Le ingiustizie, io ci ero abituato, ci ero nato, ci ero cresciuto, pasciuto ed ero già anche rimasto fottuto.

Tornammo alla base , nel barrio che poi così tanto barrio non era. Domenico e Laura se ne andarono a scopare a casa mia, semivuota per l’immimente sfratto, io e Marco trovammo invece un panificio aperto. Era una stanzetta dove quattro uomini facevano il pane, e alle cinque del mattino si mettevano in viaggio per portarlo in alcune panetterie di Salerno. Lì era un posto tranquillo, eravamo solamente noi a non esserlo. Mentre entravamo vidi Marco inciampare e cadermi addosso trascinandomi verso il pavimento, fortuna che c’era un sacco di farina sul quale atterrammo morbidi.

Ci guardammo in faccia, avevamo delle facce tremende, poi arrivò qualcuno che disse: -Siete proprio dei tipi da fumetti uagliù – . Era ‘Mbogie che era appena entrato nel panificio per farsi fare una bruschetta. Uno degli uomini che lavorava prese un secchio pieno di salsa di pomodoro, qualche mozzarella dal frigo e iniziò a prepararla. La presi anche io, ottima. Pane fresco di prima mattina su lividi lungo tutto il corpo e con lo stomaco e la mente ammaccati e offuscati dall’alcool. Presi anche un cartone di birra dal frigorifero, detti all’uomo 7 euro e uscimmo fuori. Il panettiere ci seguì, ma no, stavolta non ci volevano arrestare. Rimanemmo lì fino alle cinque e mezza a parlare di quanto era pieno di gente schifosa il mondo e del fatto che gli avevano appena bucato una ruota del furgone. Quei discorsi a cui eravamo avvezzi nella panetteria di Penta, mangiando una bruschetta.

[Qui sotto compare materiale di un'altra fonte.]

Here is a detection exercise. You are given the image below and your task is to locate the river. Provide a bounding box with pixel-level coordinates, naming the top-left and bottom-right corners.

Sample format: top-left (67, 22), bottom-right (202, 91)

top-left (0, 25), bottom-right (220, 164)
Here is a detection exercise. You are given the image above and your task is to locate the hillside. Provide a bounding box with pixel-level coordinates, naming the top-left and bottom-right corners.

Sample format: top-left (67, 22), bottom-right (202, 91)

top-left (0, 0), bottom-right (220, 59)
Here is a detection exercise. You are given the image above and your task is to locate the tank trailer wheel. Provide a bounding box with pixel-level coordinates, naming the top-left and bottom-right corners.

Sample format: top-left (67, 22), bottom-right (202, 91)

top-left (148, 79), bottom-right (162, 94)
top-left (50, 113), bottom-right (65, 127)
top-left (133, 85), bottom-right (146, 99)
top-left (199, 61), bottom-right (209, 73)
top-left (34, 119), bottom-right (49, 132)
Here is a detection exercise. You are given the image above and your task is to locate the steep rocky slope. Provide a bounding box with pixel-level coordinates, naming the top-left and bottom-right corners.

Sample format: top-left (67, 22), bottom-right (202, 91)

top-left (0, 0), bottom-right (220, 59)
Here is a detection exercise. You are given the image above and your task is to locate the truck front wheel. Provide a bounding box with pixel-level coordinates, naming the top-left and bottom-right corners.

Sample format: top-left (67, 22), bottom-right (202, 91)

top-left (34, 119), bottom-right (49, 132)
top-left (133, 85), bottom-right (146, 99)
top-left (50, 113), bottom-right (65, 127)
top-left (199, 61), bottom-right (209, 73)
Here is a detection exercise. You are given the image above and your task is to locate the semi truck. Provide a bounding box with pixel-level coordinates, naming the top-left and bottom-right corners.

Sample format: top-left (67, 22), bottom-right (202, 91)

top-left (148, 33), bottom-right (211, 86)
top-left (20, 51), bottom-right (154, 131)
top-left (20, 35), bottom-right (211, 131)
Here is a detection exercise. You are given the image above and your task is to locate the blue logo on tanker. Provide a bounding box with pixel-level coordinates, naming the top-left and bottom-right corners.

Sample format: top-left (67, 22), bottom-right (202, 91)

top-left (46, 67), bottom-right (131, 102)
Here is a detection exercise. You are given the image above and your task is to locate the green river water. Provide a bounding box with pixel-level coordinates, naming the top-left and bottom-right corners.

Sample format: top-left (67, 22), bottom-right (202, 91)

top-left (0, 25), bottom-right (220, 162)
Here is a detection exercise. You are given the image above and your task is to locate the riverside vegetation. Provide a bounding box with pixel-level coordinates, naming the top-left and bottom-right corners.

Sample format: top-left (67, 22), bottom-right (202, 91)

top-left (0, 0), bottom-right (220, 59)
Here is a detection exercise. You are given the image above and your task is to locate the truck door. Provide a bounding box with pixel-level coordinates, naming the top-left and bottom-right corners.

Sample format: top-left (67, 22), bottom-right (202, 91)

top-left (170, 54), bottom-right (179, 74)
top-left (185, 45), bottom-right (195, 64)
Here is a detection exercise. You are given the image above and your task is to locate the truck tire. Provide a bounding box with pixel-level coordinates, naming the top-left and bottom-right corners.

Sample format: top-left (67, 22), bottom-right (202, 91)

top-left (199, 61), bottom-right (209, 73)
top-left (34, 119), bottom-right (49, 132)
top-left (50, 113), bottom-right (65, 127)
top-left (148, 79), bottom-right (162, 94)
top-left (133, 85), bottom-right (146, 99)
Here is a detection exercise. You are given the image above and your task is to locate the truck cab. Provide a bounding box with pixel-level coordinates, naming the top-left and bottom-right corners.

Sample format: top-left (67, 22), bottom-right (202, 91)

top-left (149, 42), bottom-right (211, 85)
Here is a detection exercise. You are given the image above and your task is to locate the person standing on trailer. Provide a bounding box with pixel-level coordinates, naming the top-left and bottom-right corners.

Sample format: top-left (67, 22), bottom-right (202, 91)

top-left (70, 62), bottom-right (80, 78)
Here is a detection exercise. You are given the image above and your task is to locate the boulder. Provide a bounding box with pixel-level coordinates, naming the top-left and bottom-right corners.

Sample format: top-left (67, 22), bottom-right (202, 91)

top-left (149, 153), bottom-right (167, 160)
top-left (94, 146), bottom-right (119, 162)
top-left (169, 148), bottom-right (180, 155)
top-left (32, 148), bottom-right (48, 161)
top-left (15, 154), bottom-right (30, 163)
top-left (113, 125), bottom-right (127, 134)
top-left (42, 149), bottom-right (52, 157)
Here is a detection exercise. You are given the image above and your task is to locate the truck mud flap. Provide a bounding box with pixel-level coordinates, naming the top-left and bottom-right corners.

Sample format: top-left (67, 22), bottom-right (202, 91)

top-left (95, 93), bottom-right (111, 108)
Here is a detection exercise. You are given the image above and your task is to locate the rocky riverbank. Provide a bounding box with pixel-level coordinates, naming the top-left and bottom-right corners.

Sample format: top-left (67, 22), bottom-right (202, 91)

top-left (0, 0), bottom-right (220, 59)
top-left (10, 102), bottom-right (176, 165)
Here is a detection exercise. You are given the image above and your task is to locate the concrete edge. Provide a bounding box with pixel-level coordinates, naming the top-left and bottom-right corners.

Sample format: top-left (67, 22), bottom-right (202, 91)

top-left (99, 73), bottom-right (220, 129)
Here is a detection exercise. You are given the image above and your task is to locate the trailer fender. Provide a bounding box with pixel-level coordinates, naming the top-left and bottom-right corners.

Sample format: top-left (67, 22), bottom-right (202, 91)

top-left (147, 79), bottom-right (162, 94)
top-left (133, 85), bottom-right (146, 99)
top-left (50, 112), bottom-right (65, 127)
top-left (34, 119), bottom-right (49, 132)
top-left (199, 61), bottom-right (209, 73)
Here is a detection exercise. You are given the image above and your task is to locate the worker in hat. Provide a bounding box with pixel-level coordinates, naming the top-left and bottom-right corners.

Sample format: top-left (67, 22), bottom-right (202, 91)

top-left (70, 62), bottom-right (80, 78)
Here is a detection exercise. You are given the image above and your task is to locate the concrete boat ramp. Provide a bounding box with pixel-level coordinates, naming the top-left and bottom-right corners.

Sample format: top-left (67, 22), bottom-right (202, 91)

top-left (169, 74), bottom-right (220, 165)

Il proprietario del panificio si chiamava Giovanni, ci disse : -Ragazzi io tra poco devo andare a portare il pane a Salerno - .

-Ci troviamo perfettamente con gli orari, per questo mi piace questo posto, perché gode del tempismo necessario e vive di notte.-

Prima che partissero li aiutai anche a cambiare la ruota. – Vedete, ragazzi, è pieno di gente di merda…un giorno tocco a voi e un altro giorno pure a noi…statev’ bbuon’ -.

Io e Marco rimanemmo ancora là, a guardare un albero attraverso il quale si vedeva il cielo e mi chiedevo perché se infondo l’albero e il cielo non avevano niente che non andasse ed erano perfetti, non appena calassi lo sguardo di 90 gradi dovessi vedere un continuo luridume.

Alla fine ci decidemmo ad andarcene – Rimaniamo che andiamo a prenderci un ultimo caffè al bar sotto casa mia e ci salutiamo –

-Ok- rispose Marco.

E non ci vedemmo più. Forse il mio compagnò finì col motorino contro qualche palo.

Tornai a casa, salii le scale, entrai nella mia stanza adiacente a quella dove stavano scopando e mi buttai sul letto: era scomodo. Mi feci cadere a terra dal letto a peso morto e dormii sul pavimento, polveroso, fresco.